Baelfire exited his prison of the past thirty years. He needed answers, and he wouldn't stop searching until he found them.
He shouldn't be having second thoughts.
This plan had been years, centuries, in the making, and there shouldn't be a single doubt in his mind.
But there was.
It wasn't escape itself causing the trouble in Bae's mind. That was actually the one point he was firm on. He would escape this thrice bedamned island, and he would do it now. It was rather the destination that was causing him turmoil.
He had his reasons for choosing it, of course. He had spent months debating it, ever since leaving had become a real possibility. Time had moved on in the other realms. Sand passed through the hourglass, the hands of the clock spun, and people grew, withered, and died. More importantly, they wouldn't be there anymore. They would have been nothing but a row of gravestones for years now. They would have lived long, happy lives together, growing old and dying. The Darlings would be gone.
The Land Without Magic had been empty before he met them, and it would be empty now that they were gone. He had only ever wanted to go to save his father, and when he was alone there it was nothing but a strange, foreign place filled with people that knew nothing of him and didn't care to. No one had wanted him. No one except the Darlings.
He couldn't go back there and pretend like nothing had happened. He couldn't go back to a realm full of people that couldn't even begin to understand what had happened because magic wasn't real. And so he had chosen somewhere else. He had set his destination for a realm with magic. He'd still be alone there, but at least he wouldn't have to pretend that his entire life was nothing but an impossible, fictitious story. Nothing but a fairytale.
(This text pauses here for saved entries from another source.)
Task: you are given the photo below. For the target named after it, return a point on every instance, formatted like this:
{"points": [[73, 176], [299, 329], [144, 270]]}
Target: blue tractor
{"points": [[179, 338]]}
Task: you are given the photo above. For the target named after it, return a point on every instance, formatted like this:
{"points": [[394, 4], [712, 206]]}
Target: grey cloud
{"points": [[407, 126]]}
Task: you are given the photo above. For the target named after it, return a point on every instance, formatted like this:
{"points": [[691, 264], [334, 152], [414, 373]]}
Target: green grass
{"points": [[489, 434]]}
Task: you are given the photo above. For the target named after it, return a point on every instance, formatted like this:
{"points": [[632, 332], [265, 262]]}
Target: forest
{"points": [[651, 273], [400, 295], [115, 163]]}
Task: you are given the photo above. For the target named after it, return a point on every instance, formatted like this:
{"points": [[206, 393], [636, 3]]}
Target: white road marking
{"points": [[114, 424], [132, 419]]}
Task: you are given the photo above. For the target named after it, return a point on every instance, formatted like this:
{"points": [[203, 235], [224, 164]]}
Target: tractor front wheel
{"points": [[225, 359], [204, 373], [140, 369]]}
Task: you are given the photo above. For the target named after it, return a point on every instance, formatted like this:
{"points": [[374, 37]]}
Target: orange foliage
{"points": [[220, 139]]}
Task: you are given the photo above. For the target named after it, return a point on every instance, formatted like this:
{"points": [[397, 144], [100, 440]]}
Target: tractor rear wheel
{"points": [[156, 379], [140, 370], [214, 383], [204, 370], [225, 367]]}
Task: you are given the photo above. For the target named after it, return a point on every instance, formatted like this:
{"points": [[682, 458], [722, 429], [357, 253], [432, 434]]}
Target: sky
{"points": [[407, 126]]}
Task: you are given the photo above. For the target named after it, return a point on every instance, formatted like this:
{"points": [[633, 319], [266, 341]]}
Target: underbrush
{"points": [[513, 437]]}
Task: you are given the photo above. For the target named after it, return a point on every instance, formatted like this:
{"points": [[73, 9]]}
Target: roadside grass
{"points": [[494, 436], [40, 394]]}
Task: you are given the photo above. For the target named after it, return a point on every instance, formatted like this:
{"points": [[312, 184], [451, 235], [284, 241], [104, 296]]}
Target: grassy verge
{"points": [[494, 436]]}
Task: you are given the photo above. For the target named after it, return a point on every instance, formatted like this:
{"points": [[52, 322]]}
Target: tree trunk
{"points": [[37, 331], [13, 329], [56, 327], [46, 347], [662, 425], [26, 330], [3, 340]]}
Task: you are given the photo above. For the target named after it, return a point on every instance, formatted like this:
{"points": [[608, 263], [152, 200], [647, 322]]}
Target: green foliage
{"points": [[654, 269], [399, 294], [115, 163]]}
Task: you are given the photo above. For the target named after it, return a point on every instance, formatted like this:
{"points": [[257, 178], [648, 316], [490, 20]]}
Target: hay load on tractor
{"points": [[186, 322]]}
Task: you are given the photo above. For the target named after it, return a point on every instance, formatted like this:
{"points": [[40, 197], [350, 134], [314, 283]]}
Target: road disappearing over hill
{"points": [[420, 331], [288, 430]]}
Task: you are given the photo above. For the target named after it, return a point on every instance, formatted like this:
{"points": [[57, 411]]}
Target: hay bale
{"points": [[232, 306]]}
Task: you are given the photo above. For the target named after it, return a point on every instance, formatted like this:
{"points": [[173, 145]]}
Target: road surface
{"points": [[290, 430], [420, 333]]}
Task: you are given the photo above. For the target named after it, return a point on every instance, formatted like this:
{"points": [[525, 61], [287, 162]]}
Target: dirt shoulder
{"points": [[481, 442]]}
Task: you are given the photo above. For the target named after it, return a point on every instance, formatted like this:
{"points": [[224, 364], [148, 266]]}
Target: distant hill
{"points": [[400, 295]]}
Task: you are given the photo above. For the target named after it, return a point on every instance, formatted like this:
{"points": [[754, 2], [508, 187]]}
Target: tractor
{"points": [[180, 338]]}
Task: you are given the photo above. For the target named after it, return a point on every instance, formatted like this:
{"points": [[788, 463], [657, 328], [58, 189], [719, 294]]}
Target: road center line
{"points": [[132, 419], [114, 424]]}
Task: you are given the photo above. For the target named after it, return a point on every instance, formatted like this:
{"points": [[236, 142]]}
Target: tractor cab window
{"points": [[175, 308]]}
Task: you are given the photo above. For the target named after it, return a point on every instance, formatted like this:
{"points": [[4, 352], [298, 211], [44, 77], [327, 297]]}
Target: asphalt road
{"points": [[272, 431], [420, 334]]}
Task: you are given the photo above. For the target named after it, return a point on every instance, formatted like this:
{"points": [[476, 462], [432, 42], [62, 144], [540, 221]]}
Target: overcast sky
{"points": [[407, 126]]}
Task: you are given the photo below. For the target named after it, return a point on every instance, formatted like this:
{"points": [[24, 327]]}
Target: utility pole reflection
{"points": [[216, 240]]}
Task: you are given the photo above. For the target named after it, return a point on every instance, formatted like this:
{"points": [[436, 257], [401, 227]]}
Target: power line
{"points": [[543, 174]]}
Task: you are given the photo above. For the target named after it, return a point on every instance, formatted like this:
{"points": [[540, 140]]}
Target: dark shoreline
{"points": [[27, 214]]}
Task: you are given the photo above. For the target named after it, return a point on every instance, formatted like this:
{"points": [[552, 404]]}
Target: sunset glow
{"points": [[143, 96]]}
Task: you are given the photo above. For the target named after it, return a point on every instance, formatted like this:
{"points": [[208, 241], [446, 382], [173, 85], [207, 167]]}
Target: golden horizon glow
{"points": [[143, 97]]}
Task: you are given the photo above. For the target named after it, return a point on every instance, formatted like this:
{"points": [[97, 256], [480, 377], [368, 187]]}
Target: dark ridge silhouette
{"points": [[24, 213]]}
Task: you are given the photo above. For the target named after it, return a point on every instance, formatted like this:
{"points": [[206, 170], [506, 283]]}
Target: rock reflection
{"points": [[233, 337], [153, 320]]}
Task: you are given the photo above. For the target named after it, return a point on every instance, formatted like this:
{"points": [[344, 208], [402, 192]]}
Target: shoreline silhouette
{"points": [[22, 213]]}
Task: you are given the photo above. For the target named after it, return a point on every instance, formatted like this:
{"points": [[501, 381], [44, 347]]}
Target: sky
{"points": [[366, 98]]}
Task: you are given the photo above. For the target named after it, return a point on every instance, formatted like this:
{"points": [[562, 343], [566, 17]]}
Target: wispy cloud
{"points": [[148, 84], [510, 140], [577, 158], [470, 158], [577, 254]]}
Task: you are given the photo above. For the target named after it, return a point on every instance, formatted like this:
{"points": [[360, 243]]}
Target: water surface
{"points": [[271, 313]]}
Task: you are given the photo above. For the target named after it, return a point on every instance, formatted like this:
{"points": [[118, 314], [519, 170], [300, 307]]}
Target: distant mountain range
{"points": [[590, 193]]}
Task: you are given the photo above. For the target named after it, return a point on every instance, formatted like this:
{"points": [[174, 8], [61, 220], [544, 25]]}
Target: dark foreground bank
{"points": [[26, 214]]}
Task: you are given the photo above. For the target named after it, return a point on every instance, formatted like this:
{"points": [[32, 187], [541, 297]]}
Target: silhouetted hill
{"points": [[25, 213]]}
Then why was he having doubts? It was far too late to change his plan. His path was set, and there wasn't enough time to alter it (no time at all, not with Pan and his hounds getting closer by the second.) He quickly pushed aside his fears. He couldn't risk getting caught just because of a few apprehensive thoughts. Carefully, he unwound the thread binding the two halves of his trap together. Then, he pulled off the jagged lid of the coconut.
The shadow sprang from the small space, desperately trying to escape the deceptively innocent candle still flickering from within. It wouldn't get the chance. The instant the shade emerged Baelfire threw out his hand, sending forth a golden pulse of magic to bind it in place. The specter's eerie, glowing eyes fixated on him, an unspoken promise of revenge in its gaze.
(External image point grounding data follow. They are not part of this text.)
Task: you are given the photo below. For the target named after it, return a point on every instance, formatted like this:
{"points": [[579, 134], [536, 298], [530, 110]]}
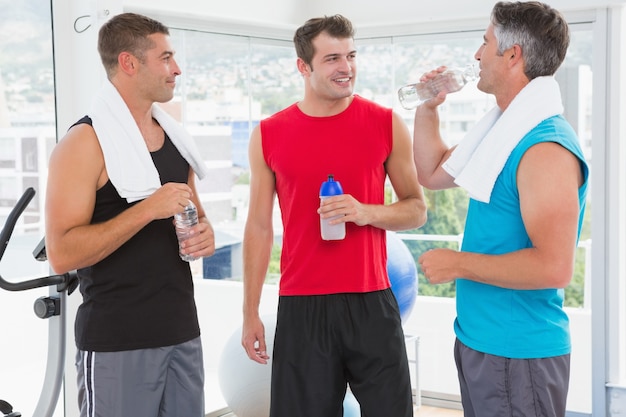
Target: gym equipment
{"points": [[402, 273], [51, 307], [245, 384]]}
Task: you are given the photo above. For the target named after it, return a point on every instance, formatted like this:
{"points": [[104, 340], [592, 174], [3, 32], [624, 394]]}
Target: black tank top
{"points": [[141, 296]]}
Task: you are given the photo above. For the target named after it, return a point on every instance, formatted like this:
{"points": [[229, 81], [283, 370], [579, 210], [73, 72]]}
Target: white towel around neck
{"points": [[126, 156], [479, 158]]}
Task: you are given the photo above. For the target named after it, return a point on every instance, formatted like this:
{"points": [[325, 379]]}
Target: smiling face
{"points": [[158, 70], [332, 72], [490, 62]]}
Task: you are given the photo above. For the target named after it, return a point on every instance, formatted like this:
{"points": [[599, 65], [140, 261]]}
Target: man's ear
{"points": [[127, 62], [303, 67]]}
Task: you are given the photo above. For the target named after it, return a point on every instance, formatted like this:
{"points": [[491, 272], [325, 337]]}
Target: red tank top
{"points": [[302, 151]]}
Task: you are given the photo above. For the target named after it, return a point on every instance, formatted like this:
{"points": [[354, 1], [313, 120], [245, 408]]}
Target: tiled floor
{"points": [[422, 411], [429, 411]]}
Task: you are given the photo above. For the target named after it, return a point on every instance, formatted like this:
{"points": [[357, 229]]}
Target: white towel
{"points": [[479, 158], [126, 155]]}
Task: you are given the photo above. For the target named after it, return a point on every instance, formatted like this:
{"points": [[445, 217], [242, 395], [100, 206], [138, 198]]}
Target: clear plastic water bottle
{"points": [[449, 81], [330, 188], [184, 221]]}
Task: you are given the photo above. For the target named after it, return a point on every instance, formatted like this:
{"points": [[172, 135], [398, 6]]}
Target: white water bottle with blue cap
{"points": [[185, 220], [330, 188]]}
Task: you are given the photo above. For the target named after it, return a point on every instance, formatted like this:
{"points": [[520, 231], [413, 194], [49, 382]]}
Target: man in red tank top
{"points": [[338, 322]]}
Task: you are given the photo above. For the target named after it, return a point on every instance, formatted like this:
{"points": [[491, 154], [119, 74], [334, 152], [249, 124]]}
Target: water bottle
{"points": [[449, 81], [184, 221], [330, 188]]}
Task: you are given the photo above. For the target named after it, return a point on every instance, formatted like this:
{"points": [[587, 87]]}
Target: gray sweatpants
{"points": [[160, 382], [493, 386]]}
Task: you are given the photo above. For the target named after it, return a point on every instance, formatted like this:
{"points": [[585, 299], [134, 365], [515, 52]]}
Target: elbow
{"points": [[58, 263], [422, 216], [560, 275]]}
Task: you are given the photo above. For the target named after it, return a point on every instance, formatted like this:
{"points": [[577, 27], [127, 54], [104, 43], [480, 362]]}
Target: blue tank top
{"points": [[520, 324]]}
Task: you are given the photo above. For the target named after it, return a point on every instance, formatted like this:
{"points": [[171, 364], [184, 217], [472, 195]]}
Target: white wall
{"points": [[363, 13]]}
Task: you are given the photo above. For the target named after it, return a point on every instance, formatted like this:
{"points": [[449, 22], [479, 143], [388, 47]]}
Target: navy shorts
{"points": [[323, 343], [160, 382], [494, 386]]}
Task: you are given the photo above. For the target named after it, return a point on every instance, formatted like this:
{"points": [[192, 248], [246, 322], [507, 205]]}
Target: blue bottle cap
{"points": [[330, 187]]}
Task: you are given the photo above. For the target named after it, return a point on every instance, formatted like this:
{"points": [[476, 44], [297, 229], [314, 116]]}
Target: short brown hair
{"points": [[336, 26], [126, 32]]}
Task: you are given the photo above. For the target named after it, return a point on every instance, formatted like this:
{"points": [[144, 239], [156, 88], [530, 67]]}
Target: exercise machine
{"points": [[51, 308]]}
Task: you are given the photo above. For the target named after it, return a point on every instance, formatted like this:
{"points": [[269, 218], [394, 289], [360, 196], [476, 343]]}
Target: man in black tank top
{"points": [[137, 332]]}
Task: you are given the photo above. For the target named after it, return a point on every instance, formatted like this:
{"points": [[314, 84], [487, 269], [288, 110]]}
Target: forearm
{"points": [[406, 214], [88, 244], [525, 269], [429, 149], [257, 249]]}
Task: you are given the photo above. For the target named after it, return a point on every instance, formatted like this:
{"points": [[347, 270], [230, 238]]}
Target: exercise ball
{"points": [[245, 384], [402, 274], [351, 407]]}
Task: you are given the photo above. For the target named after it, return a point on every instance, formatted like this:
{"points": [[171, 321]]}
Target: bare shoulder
{"points": [[79, 154]]}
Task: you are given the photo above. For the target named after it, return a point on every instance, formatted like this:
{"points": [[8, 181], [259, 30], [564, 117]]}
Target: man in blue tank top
{"points": [[115, 182], [527, 180]]}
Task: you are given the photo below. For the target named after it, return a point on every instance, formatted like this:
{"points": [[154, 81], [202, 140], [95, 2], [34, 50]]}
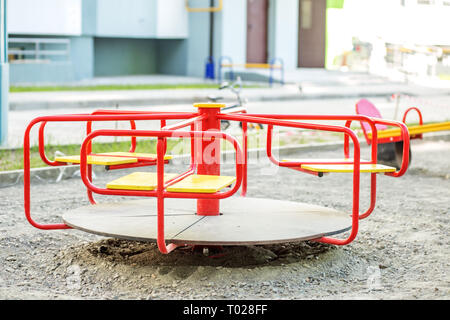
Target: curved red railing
{"points": [[159, 192]]}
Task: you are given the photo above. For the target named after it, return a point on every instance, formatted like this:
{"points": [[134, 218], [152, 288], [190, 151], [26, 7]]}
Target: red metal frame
{"points": [[205, 135]]}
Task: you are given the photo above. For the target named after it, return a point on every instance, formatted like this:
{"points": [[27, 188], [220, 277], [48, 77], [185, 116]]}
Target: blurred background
{"points": [[324, 48]]}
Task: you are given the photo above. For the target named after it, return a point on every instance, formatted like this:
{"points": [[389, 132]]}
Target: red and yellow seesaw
{"points": [[200, 206]]}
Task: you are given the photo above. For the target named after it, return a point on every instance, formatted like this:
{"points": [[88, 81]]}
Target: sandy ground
{"points": [[401, 252]]}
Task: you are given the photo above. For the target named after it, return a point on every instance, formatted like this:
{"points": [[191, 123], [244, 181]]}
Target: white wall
{"points": [[121, 18], [47, 17]]}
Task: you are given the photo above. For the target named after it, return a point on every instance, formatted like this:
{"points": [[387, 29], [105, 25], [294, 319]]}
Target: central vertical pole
{"points": [[207, 153]]}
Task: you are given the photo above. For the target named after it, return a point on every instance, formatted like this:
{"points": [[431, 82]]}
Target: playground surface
{"points": [[402, 251]]}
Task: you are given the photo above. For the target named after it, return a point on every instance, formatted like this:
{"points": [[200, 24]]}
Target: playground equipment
{"points": [[275, 64], [391, 140], [200, 206]]}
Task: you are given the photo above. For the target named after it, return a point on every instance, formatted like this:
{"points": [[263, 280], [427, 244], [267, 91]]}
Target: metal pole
{"points": [[4, 75]]}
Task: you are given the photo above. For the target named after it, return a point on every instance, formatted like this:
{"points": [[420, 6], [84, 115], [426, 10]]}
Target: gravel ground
{"points": [[401, 252]]}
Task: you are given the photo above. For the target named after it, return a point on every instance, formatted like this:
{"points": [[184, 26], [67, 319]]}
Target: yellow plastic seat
{"points": [[143, 156], [98, 160], [202, 184], [146, 181], [348, 168]]}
It was too late for that. The shadow was already bound to obey him.
"You know what to do," Bae stated unflinchingly. "Take me to the Enchanted Forest."
Reluctantly, the shadow reached out and took the former Lost Boy's hand. As an icy chill shot down his arm, Baelfire felt himself get lifted off the ground.
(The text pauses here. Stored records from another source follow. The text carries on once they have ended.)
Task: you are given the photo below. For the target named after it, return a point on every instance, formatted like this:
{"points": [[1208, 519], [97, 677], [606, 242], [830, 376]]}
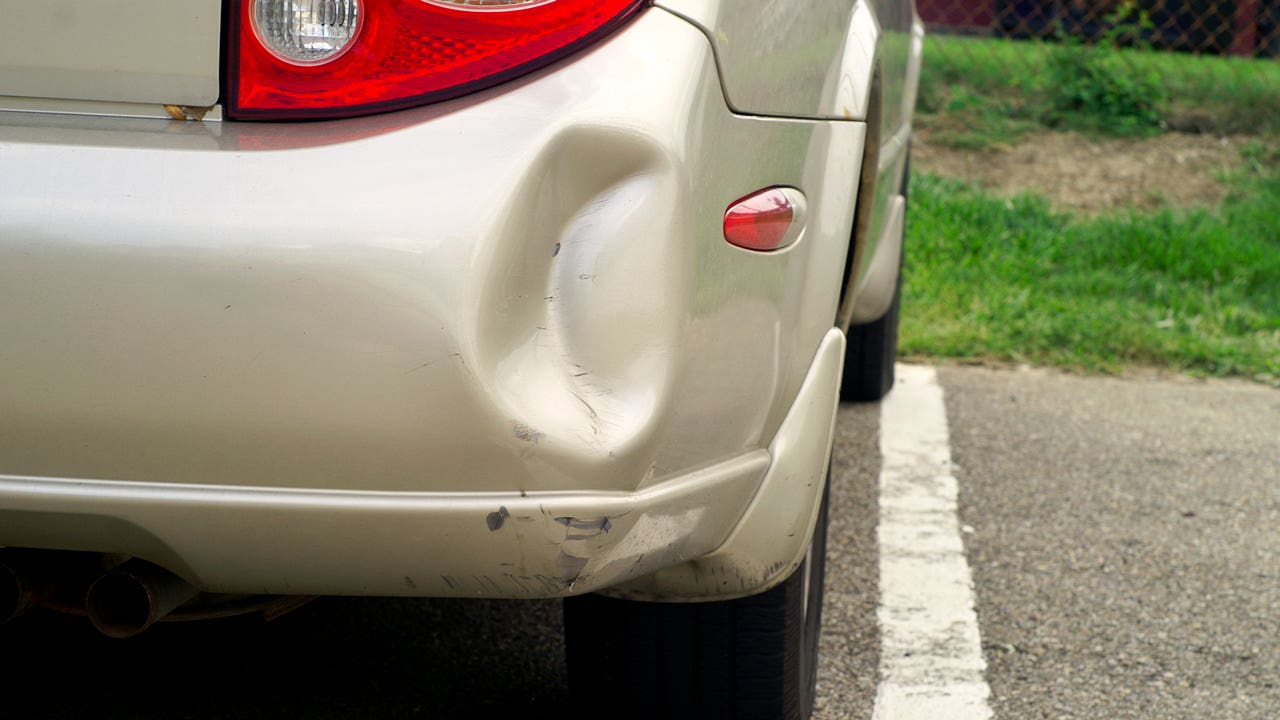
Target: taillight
{"points": [[295, 59]]}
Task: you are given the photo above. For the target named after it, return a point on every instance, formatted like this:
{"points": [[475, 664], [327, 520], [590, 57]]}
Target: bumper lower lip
{"points": [[440, 545], [726, 529]]}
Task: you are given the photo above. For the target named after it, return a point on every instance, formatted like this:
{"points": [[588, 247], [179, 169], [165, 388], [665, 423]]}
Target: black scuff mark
{"points": [[497, 519]]}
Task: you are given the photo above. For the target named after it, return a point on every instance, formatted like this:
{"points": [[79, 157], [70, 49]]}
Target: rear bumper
{"points": [[461, 545], [315, 358]]}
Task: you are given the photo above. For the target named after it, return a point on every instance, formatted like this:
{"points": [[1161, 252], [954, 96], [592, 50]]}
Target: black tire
{"points": [[872, 347], [741, 659], [869, 356]]}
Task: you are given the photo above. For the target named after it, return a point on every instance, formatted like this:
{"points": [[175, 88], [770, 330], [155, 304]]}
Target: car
{"points": [[507, 299]]}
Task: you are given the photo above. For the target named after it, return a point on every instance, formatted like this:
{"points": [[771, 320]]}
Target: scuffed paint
{"points": [[497, 519]]}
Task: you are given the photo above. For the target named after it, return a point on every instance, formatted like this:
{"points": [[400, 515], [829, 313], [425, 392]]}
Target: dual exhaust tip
{"points": [[119, 602]]}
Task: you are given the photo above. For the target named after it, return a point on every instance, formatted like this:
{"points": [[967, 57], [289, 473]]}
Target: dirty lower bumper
{"points": [[457, 545], [328, 358]]}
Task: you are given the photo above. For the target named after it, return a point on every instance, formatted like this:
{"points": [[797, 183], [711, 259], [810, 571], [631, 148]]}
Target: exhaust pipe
{"points": [[24, 583], [135, 596]]}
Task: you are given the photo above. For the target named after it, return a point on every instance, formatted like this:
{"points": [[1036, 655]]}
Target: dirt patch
{"points": [[1095, 174]]}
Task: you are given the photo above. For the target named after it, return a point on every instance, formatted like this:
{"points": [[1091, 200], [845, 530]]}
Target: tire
{"points": [[872, 347], [743, 659]]}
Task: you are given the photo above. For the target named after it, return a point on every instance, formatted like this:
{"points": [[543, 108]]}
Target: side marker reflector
{"points": [[766, 220]]}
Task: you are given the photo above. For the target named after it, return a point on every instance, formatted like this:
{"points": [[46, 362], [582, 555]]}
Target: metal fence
{"points": [[1220, 27]]}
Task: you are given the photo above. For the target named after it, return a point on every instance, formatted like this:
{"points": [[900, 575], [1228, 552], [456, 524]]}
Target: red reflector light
{"points": [[411, 53], [763, 220]]}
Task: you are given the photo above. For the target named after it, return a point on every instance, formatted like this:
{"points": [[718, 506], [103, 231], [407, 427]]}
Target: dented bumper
{"points": [[474, 349]]}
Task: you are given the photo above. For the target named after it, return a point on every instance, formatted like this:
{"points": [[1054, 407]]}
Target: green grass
{"points": [[977, 92], [1004, 279]]}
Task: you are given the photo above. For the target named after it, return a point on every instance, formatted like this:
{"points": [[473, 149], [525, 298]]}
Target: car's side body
{"points": [[494, 346]]}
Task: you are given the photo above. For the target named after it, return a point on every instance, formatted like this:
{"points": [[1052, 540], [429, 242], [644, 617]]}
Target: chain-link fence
{"points": [[1220, 27], [1118, 65]]}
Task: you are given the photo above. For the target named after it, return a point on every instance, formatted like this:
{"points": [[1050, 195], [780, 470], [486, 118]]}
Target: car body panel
{"points": [[496, 346], [790, 58], [311, 347], [156, 51]]}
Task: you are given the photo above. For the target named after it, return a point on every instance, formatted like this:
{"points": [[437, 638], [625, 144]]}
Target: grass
{"points": [[977, 92], [1001, 279]]}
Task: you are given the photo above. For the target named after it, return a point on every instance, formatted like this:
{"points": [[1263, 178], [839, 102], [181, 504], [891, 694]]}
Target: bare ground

And so the shadow and its passenger flew away. They flew away from the Lost Boys, away from Pan. Away from Neverland.
Baelfire never once looked back.
Okay so I guess this is explanation time. You're probably wondering, "Why the heck does Baelfire have magic?" The concept for this fic was born when I wondered, what if Baelfire was naturally talented with magic? We know it's possible, because of characters like Emma, Elsa, Zelena, and Ingrid who discovered their magic from random, usually sparkly outbursts that generally meant that they had magic whether they wanted it or not. It made me so curious as to how Baelfire would have dealt with it happening to him, as he had severe aversion to magic, and even went so far as to describe Neverland as "a land cursed with magic." This spun off into a monster of an idea that kind of took on a life of its own. Eventually, I decided to finally write it all down in an attempt to simultaneously improve my writing and finally get this idea out of my head. If you haven't run off screaming yet, there's more background information and explanations in my Bio for those interested.